The restoration of a German nation-state through the accession of the five new Länder raised a pivotal question: What kind of country should the expanded Federal Republic of Germany be? Leading intellectuals began to debate the precise meaning of a so-called return to normalcy. Could Germans now shed the burden of guilt and be proud of their country like other Europeans or should they continue to cultivate a sense of responsibility for the crimes committed in their name? Conservative journalist Rainer Zitelmann called for the rejection of German self-hatred and the return to a national confidence that would finally heal the traumas of the past. Alarmed by this attack on their discursive hegemony, leftist intellectuals such as SPD politician Peter Glotz vigorously warned against a “false normalization” that would simply restore older prejudices and make Germans unfit to live in an integrating Europe. Moderate commentators, such as the East German theologian Richard Schröder, pleaded instead for a sober “democratic patriotism” that would provide a sense of belonging while being anchored in human rights.
One practical consequence of the debate on German identity was the question of where the future capital should be located – Bonn or Berlin? In the parliamentary debate, Bonn proponents such as Norbert Blüm stressed the civilizing effects of the provisional Western capital. Berlin advocates such as Wolfgang Schäuble invoked historical tradition and the city’s openness to the East, narrowly triumphing in the final vote. To escape Rhenish provincialism, the journalist Johannes Gross pleaded for the establishment of a more urbane “Berlin Republic” that would reconcile politics with culture. When the Bulgarian-French artist couple Christo and Jeanne-Claude wrapped the Reichstag building, transforming the former site of a failed and badly tarnished parliament into a work of art that pleased millions of citizens, they made a fresh and thought-provoking contribution to the debate on the federal government’s return to Berlin. The costly reconstruction of Berlin's city-center and the complicated relocation of the federal chancellery, the Bundestag, and most government ministries from Bonn to Berlin in 1999 resulted in a dazzling set of new federal buildings that gave German democracy an open and cosmopolitan air.
At first, however, the discussion of the implications of unification focused on dealing with the remnants of the second German dictatorship, the defunct GDR. Former East German dissidents such as Rainer Eppelmann seized the chance to indict Communism in the widely publicized hearings of a parliamentary commission of inquiry [Enquete-Kommission], which sought to delegitimize the fallen SED regime. The prominent East German writer Christa Wolf found herself attacked by West German journalists in a fierce Literaturstreit (i.e., quarrel about literature) over her complicity with the SED dictatorship, even though she considered herself more of a critic and victim of real existing socialism. Eventually, widespread deindustrialization, the return of property to former owners, and the cultural dominance of the Western media produced a popular nostalgia for the SED regime, which provoked sharp criticisms of the Western system from intellectuals such as author Daniela Dahn. Disappointment over the collapse of the Eastern economy also continued to fuel charges that little progress had been made in achieving inner unity.

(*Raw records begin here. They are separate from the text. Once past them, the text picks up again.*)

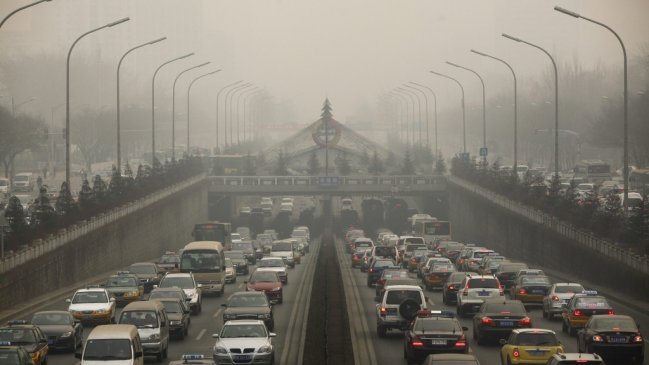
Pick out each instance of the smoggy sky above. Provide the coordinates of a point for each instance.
(351, 51)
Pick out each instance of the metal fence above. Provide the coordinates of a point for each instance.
(608, 248)
(42, 246)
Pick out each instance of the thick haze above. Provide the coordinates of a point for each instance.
(302, 51)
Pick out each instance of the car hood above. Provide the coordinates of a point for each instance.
(247, 310)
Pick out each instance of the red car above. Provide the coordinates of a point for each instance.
(268, 282)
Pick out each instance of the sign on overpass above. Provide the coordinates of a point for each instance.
(337, 185)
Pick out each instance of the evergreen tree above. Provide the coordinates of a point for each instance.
(407, 167)
(16, 215)
(376, 165)
(313, 165)
(342, 164)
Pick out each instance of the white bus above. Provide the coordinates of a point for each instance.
(205, 259)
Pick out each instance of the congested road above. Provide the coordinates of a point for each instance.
(389, 350)
(289, 318)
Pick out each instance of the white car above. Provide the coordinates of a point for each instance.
(237, 336)
(92, 305)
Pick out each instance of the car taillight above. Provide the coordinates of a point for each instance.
(487, 321)
(416, 342)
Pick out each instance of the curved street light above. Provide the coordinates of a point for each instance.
(556, 101)
(173, 109)
(188, 91)
(119, 66)
(67, 93)
(463, 109)
(153, 102)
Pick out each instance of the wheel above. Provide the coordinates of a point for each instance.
(380, 330)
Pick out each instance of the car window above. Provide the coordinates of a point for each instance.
(398, 296)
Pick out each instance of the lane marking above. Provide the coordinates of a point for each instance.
(200, 334)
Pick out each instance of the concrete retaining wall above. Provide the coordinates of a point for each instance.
(479, 219)
(159, 225)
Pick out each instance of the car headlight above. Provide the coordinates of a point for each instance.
(220, 350)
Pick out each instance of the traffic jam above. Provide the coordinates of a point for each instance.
(438, 301)
(223, 292)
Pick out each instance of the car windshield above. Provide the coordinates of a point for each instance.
(614, 324)
(263, 277)
(44, 319)
(90, 297)
(434, 325)
(172, 307)
(398, 296)
(248, 301)
(537, 339)
(240, 330)
(143, 269)
(571, 289)
(182, 282)
(109, 349)
(505, 308)
(117, 281)
(270, 263)
(17, 336)
(140, 319)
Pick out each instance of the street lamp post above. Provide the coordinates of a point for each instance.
(427, 120)
(153, 102)
(515, 104)
(626, 99)
(484, 105)
(435, 104)
(119, 66)
(173, 109)
(556, 101)
(218, 94)
(189, 89)
(67, 94)
(19, 9)
(463, 109)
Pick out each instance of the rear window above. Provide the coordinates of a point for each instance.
(488, 283)
(398, 296)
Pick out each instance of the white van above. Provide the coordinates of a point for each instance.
(117, 344)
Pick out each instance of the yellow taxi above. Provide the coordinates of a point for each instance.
(12, 354)
(530, 346)
(92, 305)
(27, 336)
(580, 308)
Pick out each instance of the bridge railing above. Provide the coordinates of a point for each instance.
(326, 181)
(588, 239)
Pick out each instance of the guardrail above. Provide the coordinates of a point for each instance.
(592, 241)
(262, 184)
(40, 247)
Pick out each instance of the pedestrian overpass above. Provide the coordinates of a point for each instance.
(408, 185)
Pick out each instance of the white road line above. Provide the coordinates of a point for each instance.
(200, 334)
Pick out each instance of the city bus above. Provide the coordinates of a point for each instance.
(594, 171)
(433, 230)
(206, 261)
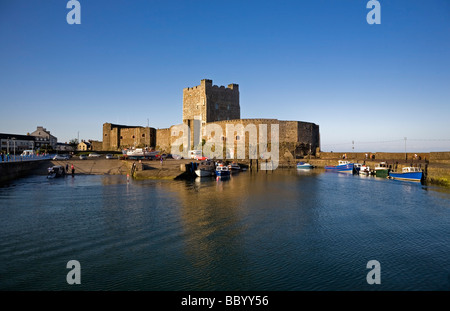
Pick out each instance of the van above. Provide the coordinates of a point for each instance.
(27, 153)
(193, 154)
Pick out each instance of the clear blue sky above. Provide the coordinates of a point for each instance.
(315, 60)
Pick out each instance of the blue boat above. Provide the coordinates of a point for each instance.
(303, 165)
(222, 170)
(342, 167)
(408, 173)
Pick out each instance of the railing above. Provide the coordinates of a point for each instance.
(20, 158)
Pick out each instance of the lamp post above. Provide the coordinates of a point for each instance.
(406, 155)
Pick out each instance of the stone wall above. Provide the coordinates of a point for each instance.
(211, 102)
(163, 140)
(117, 137)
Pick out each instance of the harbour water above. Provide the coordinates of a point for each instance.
(278, 231)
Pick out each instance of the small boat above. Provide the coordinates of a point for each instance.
(234, 167)
(409, 173)
(342, 167)
(382, 170)
(303, 165)
(364, 170)
(222, 170)
(56, 171)
(205, 168)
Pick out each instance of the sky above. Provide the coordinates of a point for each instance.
(366, 86)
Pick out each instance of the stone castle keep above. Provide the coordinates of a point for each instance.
(206, 104)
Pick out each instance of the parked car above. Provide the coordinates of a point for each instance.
(61, 157)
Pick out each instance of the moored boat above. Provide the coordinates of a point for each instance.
(382, 170)
(304, 165)
(409, 173)
(234, 167)
(222, 171)
(205, 168)
(56, 171)
(364, 170)
(342, 167)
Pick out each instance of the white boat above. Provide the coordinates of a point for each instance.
(205, 168)
(222, 171)
(409, 173)
(56, 171)
(304, 165)
(234, 167)
(382, 170)
(364, 170)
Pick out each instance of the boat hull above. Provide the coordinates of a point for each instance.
(382, 173)
(204, 173)
(410, 176)
(346, 168)
(222, 173)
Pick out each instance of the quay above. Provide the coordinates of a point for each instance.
(436, 165)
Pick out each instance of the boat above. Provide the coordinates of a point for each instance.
(303, 165)
(234, 167)
(222, 170)
(364, 170)
(382, 170)
(56, 171)
(140, 153)
(205, 168)
(408, 173)
(342, 167)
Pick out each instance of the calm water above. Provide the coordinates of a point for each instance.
(278, 231)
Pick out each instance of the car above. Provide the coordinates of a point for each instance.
(61, 157)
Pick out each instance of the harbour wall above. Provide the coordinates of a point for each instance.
(13, 170)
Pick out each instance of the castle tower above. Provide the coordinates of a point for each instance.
(207, 103)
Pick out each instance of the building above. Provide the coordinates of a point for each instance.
(15, 143)
(44, 138)
(63, 147)
(207, 104)
(84, 146)
(118, 137)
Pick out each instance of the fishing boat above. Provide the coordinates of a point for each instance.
(342, 167)
(364, 170)
(205, 168)
(234, 167)
(382, 170)
(357, 167)
(222, 170)
(56, 171)
(409, 173)
(303, 165)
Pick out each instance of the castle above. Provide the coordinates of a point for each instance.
(207, 104)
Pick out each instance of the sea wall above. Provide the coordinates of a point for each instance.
(13, 170)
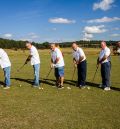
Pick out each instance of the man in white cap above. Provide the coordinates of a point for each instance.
(104, 60)
(6, 66)
(79, 59)
(35, 62)
(57, 62)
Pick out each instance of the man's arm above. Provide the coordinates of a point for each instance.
(81, 58)
(28, 59)
(57, 60)
(103, 59)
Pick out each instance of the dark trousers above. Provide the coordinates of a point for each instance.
(82, 70)
(105, 73)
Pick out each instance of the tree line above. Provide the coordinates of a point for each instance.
(13, 44)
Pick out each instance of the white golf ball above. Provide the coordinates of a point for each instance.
(69, 88)
(88, 88)
(40, 88)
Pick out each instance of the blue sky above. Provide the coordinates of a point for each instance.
(60, 20)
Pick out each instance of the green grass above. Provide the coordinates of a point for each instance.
(28, 108)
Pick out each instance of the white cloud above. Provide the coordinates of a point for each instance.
(7, 35)
(61, 21)
(95, 29)
(25, 39)
(115, 35)
(33, 35)
(104, 19)
(87, 37)
(89, 31)
(103, 5)
(54, 29)
(116, 28)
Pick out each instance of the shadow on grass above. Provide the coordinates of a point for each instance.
(30, 81)
(97, 86)
(2, 83)
(51, 82)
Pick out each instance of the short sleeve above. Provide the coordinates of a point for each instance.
(58, 53)
(81, 52)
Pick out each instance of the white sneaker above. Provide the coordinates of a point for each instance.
(7, 87)
(107, 88)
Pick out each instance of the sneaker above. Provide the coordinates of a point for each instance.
(40, 88)
(7, 87)
(107, 88)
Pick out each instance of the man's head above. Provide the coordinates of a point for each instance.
(103, 44)
(52, 46)
(28, 45)
(74, 46)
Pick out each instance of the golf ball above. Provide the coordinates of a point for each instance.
(88, 88)
(40, 88)
(68, 88)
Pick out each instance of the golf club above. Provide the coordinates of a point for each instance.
(21, 67)
(73, 73)
(95, 73)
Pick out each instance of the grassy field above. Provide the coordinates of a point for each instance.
(28, 108)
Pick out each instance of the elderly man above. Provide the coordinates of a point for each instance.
(35, 62)
(104, 60)
(6, 66)
(57, 62)
(79, 59)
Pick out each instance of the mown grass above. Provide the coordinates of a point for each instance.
(28, 108)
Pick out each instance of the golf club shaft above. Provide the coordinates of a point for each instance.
(95, 74)
(47, 76)
(21, 67)
(73, 73)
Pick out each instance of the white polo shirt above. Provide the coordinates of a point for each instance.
(57, 54)
(105, 52)
(35, 59)
(4, 59)
(78, 53)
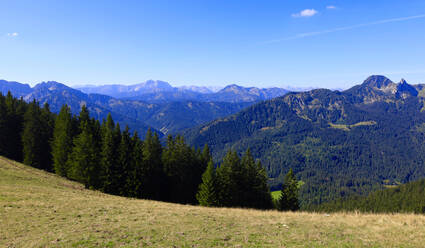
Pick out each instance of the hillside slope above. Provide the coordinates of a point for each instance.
(409, 197)
(338, 143)
(39, 209)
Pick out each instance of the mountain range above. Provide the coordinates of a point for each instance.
(339, 143)
(160, 92)
(153, 104)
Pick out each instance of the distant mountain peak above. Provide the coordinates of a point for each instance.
(404, 89)
(377, 81)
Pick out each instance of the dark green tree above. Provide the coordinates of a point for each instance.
(228, 175)
(125, 162)
(36, 138)
(108, 154)
(207, 194)
(153, 173)
(62, 141)
(85, 160)
(289, 198)
(255, 191)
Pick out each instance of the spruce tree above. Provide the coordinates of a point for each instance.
(136, 175)
(254, 189)
(153, 173)
(207, 194)
(3, 127)
(108, 154)
(85, 160)
(62, 141)
(289, 197)
(227, 180)
(35, 139)
(125, 162)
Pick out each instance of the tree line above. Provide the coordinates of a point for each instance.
(105, 157)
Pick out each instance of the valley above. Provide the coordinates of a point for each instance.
(68, 215)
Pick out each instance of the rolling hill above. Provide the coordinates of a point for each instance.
(40, 209)
(409, 197)
(338, 143)
(166, 117)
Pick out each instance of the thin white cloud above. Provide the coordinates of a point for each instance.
(321, 32)
(306, 13)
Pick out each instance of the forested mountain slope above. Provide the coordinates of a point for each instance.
(165, 117)
(338, 143)
(409, 197)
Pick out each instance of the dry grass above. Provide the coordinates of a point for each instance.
(38, 209)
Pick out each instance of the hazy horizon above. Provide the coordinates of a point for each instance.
(326, 44)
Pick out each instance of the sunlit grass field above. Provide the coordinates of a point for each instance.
(38, 209)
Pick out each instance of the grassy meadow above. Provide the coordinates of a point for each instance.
(38, 209)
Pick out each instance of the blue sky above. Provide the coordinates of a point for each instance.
(332, 44)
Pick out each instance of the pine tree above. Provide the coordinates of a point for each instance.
(125, 162)
(227, 179)
(253, 188)
(108, 154)
(136, 176)
(3, 127)
(62, 141)
(13, 127)
(153, 172)
(85, 162)
(207, 194)
(289, 197)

Finally, the new Germany also had to define its position towards the dark shadows of the more distant Nazi past. In a highly controversial speech delivered upon his acceptance of the Peace Prize of the German Book Trade [Friedenspreis des Deutschen Buchhandels], author Martin Walser expressed his unease with public rituals of contrition and emphasized the personal nature of conscience. Alarmed at what he viewed as an effort to relativize Nazi crimes, Ignatz Bubis, chairman of the Central Council of Jews in Germany [Zentralrat der Juden in Deutschland], warned against the tendency to forget and called for continued vigilance in the fight against anti-Semitism. In order to avoid nationalist backsliding, the president of the Bundestag, East German intellectual Wolfgang Thierse, tried to reinforce Germany’s moral commitment to atonement and tolerance during the opening of the Memorial to the Murdered Jews of Europe. In an op-ed piece, journalist Josef Joffe, therefore, stressed that Germans had learned something from their terrible history and that their successful democratization might become a source of justifiable pride.